Chisato (Akari Takaishi) and Mahiro (Saori Izawa) are high-schoolers who are all prepped to graduate. They’re also employed and they happen to be really good at their “main job”. As the title gives away, the two are highly trained assassins who work for a tightly managed secret outfit ran by a mystery man named Mr. Tasaka. As part of company policy, once out of school the two are required to move in together and get part-time jobs. It’s all to provide cover for their true vocation.
And this is where the humor really kicks in. Neither Chisato or Mahiro are good at keeping jobs, and much of the fun is watching them try and fail miserably to fit into the everyday work force. It’s not for lack of effort. They are just awkwardly out of their element and easily frustrated. It leads to several fun scenes featuring botched interviews, some rather violent daydreaming on the job, and some amusing clashes with bosses.
Then there is their relationship. Your enjoyment of “Baby Assassins” may hinge on how much you like hanging out with the two lead characters considering their quirky friendship is the centerpiece of the film. A few hiccups aside, when it comes to killing, Chisato and Mahiro work together like a (fairly) well-oiled machine. But when it comes to personality, they couldn’t be more different. Chisato is the jaunty gregarious type who loves talking almost as much as her machine gun. Mahiro is detached and socially awkward; a soft-spoken sociopath who would rather mutter to herself that speak to anyone else. Polar opposites but a sparkling pair in large part thanks to the effortlessly organic chemistry between Takaishi and Izawa.
And of course there’s the action which isn’t as plentiful as you might think, but it comes in furious (and exhilarating) bursts. They’re wonderfully arranged by veteran fight choreographer Kensuke Sonomura and culminate in a rousing climax after the girls get sideways with a Yakuza boss (Yasukaze Motomiya) and his two psychotic kids (Akitani Mone and Satoshi Uekiya). While both leads are incredibly proficient in the action scenes, it’s Izawa whose stuntwoman background comes out in a jaw-dropping and brilliantly shot one-on-one fight sequence near the end.

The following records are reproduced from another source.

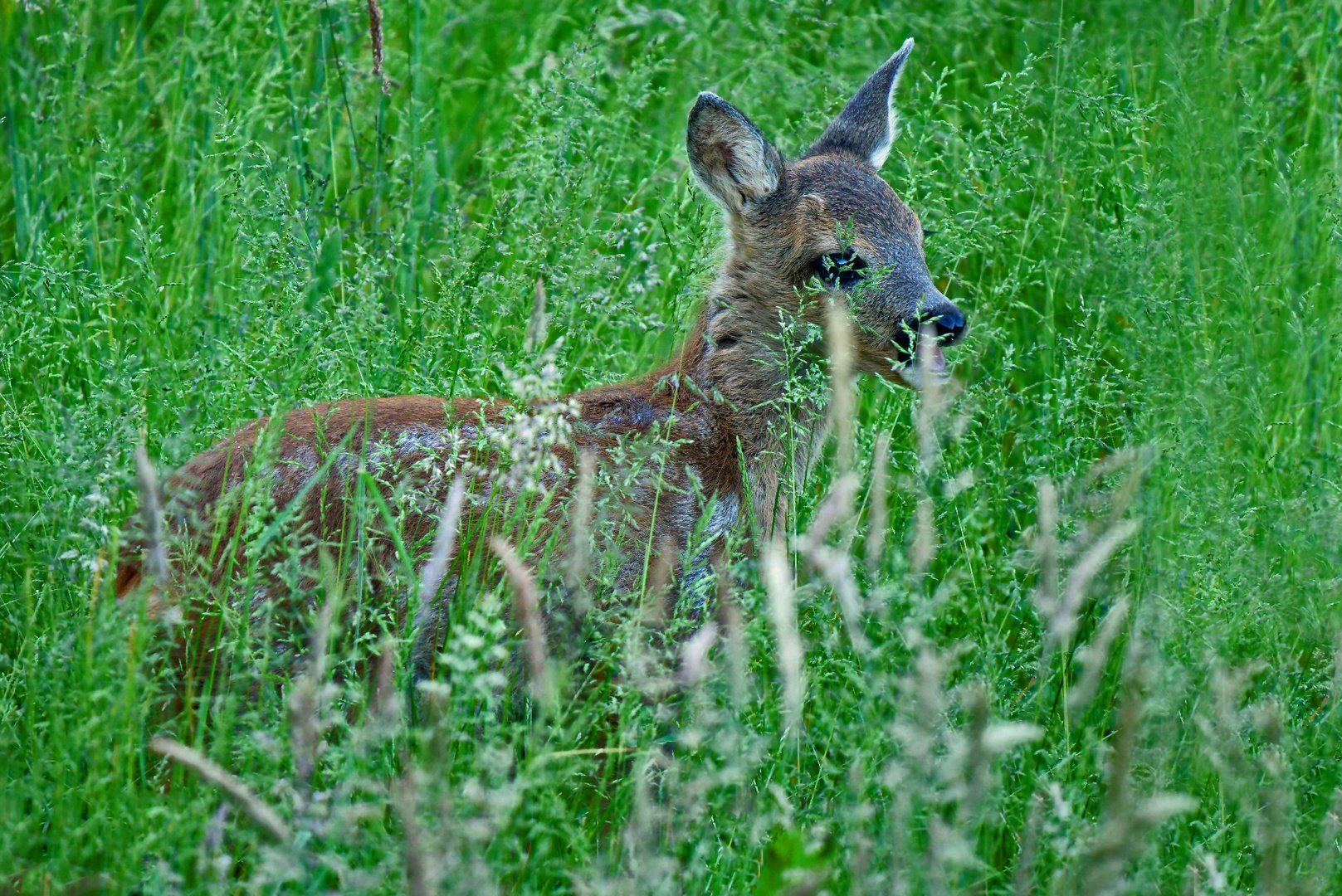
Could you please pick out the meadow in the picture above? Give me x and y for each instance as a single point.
(1100, 647)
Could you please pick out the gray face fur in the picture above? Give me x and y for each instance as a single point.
(827, 217)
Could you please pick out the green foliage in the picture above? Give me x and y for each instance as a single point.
(212, 211)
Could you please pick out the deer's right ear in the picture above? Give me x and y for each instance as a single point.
(729, 156)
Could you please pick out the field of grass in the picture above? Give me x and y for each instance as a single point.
(1107, 661)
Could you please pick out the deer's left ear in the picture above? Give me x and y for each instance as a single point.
(866, 126)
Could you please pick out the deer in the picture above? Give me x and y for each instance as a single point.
(817, 232)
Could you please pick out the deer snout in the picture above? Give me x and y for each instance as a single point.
(948, 326)
(941, 315)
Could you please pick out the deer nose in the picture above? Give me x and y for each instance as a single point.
(948, 325)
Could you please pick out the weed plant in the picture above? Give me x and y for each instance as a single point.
(1065, 626)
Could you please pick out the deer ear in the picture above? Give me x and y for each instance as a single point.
(729, 156)
(866, 126)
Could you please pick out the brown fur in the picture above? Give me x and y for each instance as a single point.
(715, 404)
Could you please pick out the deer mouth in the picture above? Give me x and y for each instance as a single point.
(913, 354)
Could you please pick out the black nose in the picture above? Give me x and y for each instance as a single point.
(948, 326)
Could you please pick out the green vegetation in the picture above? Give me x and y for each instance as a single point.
(212, 211)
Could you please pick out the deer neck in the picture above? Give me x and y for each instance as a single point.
(769, 396)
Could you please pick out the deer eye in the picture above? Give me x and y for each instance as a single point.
(841, 269)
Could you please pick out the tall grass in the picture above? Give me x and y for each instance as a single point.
(1083, 639)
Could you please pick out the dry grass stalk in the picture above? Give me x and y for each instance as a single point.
(445, 542)
(924, 549)
(239, 793)
(305, 724)
(658, 595)
(150, 506)
(537, 328)
(1122, 835)
(1096, 656)
(783, 612)
(1063, 624)
(374, 31)
(694, 655)
(833, 510)
(1046, 549)
(1022, 878)
(419, 868)
(529, 611)
(878, 504)
(580, 532)
(932, 406)
(733, 632)
(384, 703)
(839, 332)
(832, 563)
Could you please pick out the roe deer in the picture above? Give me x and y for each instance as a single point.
(800, 235)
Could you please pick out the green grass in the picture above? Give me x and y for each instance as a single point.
(210, 212)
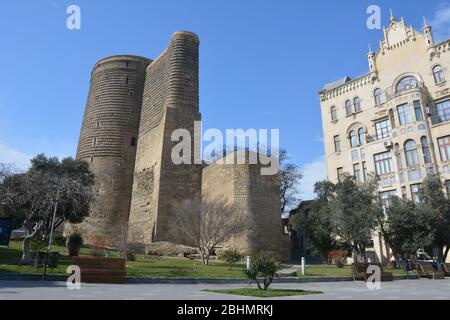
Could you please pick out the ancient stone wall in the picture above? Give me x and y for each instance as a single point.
(256, 197)
(170, 102)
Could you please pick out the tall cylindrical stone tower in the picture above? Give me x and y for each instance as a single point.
(108, 142)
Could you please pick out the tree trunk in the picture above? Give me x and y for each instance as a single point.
(440, 251)
(26, 254)
(447, 250)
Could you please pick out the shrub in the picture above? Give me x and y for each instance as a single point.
(262, 271)
(59, 241)
(38, 244)
(74, 243)
(231, 257)
(338, 257)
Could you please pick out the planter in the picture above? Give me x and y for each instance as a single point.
(39, 259)
(53, 258)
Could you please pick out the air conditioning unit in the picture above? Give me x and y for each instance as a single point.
(388, 145)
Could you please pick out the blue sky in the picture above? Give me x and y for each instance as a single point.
(262, 63)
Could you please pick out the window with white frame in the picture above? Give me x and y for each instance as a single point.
(383, 129)
(383, 163)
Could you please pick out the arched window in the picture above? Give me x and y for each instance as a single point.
(357, 103)
(412, 157)
(353, 139)
(426, 150)
(398, 155)
(348, 107)
(378, 96)
(406, 84)
(362, 136)
(438, 73)
(333, 113)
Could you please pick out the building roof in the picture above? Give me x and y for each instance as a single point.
(335, 84)
(301, 206)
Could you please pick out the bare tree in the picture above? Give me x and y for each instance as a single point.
(207, 225)
(290, 176)
(50, 188)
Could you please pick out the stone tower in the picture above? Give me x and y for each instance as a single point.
(255, 196)
(108, 140)
(171, 102)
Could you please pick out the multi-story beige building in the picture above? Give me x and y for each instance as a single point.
(393, 121)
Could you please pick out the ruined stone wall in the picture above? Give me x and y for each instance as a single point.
(257, 198)
(170, 102)
(108, 141)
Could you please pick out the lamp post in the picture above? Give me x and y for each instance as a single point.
(50, 240)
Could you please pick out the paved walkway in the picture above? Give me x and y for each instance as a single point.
(405, 290)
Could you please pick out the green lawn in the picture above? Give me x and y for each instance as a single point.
(333, 271)
(166, 267)
(271, 293)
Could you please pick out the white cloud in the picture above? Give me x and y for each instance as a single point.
(441, 22)
(13, 157)
(312, 172)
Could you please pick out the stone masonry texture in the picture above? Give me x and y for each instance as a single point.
(133, 108)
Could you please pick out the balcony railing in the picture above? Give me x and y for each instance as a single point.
(392, 93)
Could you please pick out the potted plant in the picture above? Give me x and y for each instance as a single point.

So as you can tell, “Baby Assassins” has plenty of pieces that could easily be at odds with each other. But Sakamoto’s savvy direction and whip-smart script pulls everything together in a way that obliterated my expectations. While it may be a bit rough around the edges and its budget restraints occasionally show, the movie is still bursting with personality and energy. Those who are more action-minded may be taken back by the playful tone and casual pacing. But fear not, the final 15 minutes doles out just the kind of satisfying action-fueled payoff we’ve been anticipating.